You Can Spend Over $81,000 On A Fuckin' Acura MDX

We now live in a world where you can spend 81 thousand of your American dollars on an Acura MDX

We've all done it. We've all gone on a car's configurator to see just how expensive we can make it. Well, today I did that and made a gruesome discovery: You can now load up an Acura MDX to over $81,000.

No that isn't a typo. You can spend 81 thousand of your hard-earned American dollars on a car that starts at just $48,000. Who is this for? Who let this happen? I truly don't know.

Now, it should be said you do have to pack in a whole lot to get to this price. First, you have to get the Type-S variant, with a 355 horsepower turbocharged V6. That starts at an already beefy $66,700 (which is more than the equivalent BMW X5). Then, you've got to get yourself the "Type-S Advance" package. That'll bring the price to $72,050. From there you are just a paint color and a boatload of optional accessories away from a grand total of $81,132... for a goddamn Acura MDX.

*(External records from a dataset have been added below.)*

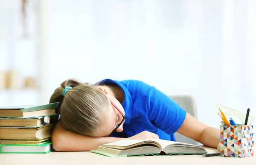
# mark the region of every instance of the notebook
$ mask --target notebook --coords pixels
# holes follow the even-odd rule
[[[30,118],[0,117],[0,127],[39,127],[46,123],[57,123],[58,118],[58,115]]]
[[[120,140],[102,145],[91,151],[110,157],[207,154],[201,145],[160,139]]]
[[[39,145],[51,142],[51,138],[48,138],[40,140],[9,140],[0,139],[0,145],[1,144],[33,144]]]
[[[32,117],[56,114],[59,102],[42,105],[25,105],[0,107],[0,117]]]
[[[50,137],[55,126],[47,123],[40,127],[0,128],[0,139],[40,140]]]
[[[40,127],[44,124],[43,117],[26,119],[0,117],[0,127]]]
[[[1,145],[0,153],[46,154],[51,152],[52,143],[39,145]]]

Some of those accessories include illumined doorsills, "premium" carpets, a black-chrome Type-S badge and an Acura logo projector on the bottom of the doors. What the hell is happening???

I swear to God Acura is fucking with me.

Who in their right and sane mind would buy something like this? Even at $72,550 — the price before adding options — why would you do this. There are so many better options out there, including a cheaper Acura MDX.

I don't get it, man. I just don't get it. I just watched One Flew Over the Cuckoo's Nest this weekend for the first time — maybe Danny DeVito's character would be into it. Though, he's probably more of a Lamborghini guy if Always Sunny is to be trusted.

I don't know, man. Cars are so expensive. I'm tired.